Kudu: New Apache Hadoop Storage for Fast Analytics on Fast Data

Categories: Hadoop HBase HDFS Impala Kudu Performance Spark

This new open source complement to HDFS and Apache HBase is designed to fill gaps in Hadoop’s storage layer that have given rise to stitched-together, hybrid architectures.

The set of data storage and processing technologies that define the Apache Hadoop ecosystem are expansive and ever-improving, covering a very diverse set of customer use cases used in mission-critical enterprise applications. At Cloudera, we’re constantly pushing the boundaries of what’s possible with Hadoop—making it faster, easier to work with, and more secure.

In late 2012, we began a long-term planning exercise to analyze gaps in the Apache Hadoop storage layer that were complicating or, in some cases, preventing Hadoop adoption for certain use cases. In the course of this evaluation, we noticed several important trends and ultimately decided that there was a need for new storage technology that would complement the capabilities of what HDFS and Apache HBase provide. Today, we are excited to announce Kudu, a new addition to the open source Hadoop ecosystem. Kudu aims to provide fast analytical and real-time capabilities, efficient utilization of modern CPU and I/O resources, the ability to do updates in place, and a simple and evolvable data model.

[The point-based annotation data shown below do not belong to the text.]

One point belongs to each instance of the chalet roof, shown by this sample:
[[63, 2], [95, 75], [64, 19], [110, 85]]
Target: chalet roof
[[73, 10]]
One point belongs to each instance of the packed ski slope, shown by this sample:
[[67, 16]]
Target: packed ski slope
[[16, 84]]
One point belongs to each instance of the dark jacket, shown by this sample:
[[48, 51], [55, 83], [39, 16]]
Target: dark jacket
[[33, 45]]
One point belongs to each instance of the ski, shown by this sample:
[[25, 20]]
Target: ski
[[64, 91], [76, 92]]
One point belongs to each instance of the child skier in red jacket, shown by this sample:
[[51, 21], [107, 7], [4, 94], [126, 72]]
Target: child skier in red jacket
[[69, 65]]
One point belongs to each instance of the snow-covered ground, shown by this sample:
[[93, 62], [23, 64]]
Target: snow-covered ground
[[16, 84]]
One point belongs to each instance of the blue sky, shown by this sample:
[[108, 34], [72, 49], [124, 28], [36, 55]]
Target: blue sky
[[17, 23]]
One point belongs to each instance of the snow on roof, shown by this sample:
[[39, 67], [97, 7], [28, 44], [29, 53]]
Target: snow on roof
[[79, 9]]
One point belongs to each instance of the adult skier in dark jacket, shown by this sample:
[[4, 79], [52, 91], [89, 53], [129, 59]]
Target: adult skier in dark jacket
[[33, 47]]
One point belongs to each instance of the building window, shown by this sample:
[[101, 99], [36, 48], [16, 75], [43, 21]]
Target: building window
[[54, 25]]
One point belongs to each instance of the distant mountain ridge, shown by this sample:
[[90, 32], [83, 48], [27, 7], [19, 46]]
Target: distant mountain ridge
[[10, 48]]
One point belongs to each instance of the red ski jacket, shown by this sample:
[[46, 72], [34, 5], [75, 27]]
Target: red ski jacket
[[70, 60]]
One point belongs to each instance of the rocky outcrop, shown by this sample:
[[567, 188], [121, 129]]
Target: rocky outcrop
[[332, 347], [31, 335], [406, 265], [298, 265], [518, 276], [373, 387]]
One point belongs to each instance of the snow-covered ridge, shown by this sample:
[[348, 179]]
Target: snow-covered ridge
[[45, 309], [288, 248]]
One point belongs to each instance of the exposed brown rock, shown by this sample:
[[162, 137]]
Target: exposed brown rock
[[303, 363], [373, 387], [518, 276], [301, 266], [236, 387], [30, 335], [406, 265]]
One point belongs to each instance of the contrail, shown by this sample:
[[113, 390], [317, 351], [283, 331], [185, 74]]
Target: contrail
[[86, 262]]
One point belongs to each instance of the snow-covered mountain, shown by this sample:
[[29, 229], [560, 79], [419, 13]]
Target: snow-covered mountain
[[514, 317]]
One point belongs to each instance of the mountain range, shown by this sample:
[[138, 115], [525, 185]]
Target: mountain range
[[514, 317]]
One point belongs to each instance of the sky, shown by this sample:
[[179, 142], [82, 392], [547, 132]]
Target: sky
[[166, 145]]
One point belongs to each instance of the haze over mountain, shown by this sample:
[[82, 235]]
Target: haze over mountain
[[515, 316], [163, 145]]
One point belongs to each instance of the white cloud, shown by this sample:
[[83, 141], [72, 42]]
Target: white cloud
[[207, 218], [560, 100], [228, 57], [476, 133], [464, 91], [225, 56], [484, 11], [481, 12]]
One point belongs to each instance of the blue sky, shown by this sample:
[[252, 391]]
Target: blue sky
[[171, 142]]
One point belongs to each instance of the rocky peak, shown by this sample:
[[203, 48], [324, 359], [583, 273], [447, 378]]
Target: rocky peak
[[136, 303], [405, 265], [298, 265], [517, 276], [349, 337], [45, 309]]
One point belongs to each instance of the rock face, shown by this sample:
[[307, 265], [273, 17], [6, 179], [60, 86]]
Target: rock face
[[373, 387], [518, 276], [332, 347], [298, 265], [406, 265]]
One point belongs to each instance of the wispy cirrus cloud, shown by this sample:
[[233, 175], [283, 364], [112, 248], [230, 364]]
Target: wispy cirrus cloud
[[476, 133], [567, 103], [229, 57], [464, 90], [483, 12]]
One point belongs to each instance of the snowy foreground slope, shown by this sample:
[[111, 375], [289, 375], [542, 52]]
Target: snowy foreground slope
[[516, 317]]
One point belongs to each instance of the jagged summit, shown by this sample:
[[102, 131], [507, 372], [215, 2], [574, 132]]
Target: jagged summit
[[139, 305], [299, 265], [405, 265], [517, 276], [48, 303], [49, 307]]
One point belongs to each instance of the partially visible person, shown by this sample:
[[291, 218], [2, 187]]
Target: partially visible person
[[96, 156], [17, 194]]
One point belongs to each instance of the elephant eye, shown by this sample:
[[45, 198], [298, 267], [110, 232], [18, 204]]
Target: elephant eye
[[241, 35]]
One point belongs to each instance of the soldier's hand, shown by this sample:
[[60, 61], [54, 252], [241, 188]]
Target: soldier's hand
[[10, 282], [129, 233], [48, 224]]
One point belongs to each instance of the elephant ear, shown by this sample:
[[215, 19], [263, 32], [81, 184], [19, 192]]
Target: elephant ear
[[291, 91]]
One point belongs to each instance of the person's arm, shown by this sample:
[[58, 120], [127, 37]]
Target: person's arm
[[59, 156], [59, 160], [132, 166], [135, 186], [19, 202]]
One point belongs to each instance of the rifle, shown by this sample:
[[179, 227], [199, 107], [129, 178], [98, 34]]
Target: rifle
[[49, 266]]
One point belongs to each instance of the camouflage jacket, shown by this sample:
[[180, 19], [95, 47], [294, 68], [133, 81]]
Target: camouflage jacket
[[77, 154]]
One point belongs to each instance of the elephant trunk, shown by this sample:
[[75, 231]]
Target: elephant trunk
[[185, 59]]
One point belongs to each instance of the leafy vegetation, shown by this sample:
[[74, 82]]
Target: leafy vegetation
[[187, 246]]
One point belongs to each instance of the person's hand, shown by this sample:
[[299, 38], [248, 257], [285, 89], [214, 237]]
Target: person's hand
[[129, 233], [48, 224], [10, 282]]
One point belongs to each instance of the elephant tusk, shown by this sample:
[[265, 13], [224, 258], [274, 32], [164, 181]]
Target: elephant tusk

In the remainder of this post we’ll offer an overview of our motivations for building Kudu, a brief explanation of its architecture, and outline our plan for growing a vibrant open source community in preparation for an eventual proposed donation to the ASF Incubator.

Gap in Capabilities

Within many Cloudera customers’ environments, we’ve observed the emergence of “hybrid architectures” where several Hadoop tools are deployed simultaneously. Tools like HBase are fantastic at ingesting data, serving small queries extremely quickly, and allowing data to be updated in place. HDFS, in combination with tools like Impala that can process columnar file formats like Apache Parquet, provides extreme performance for analytic queries on extremely large datasets.

However, when a use case requires the simultaneous availability of capabilities that cannot all be provided by a single tool, customers are forced to build hybrid architectures that stitch multiple tools together. Customers often choose to ingest and update data in one storage system, but later reorganize this data to optimize for an analytical reporting use-case served from another.

Our customers have been successfully deploying and maintaining these hybrid architectures, but we believe that they shouldn’t need to accept their inherent complexity. A storage system purpose built to provide great performance across a broad range of workloads provides a more elegant solution to the problems that hybrid architectures aim to solve.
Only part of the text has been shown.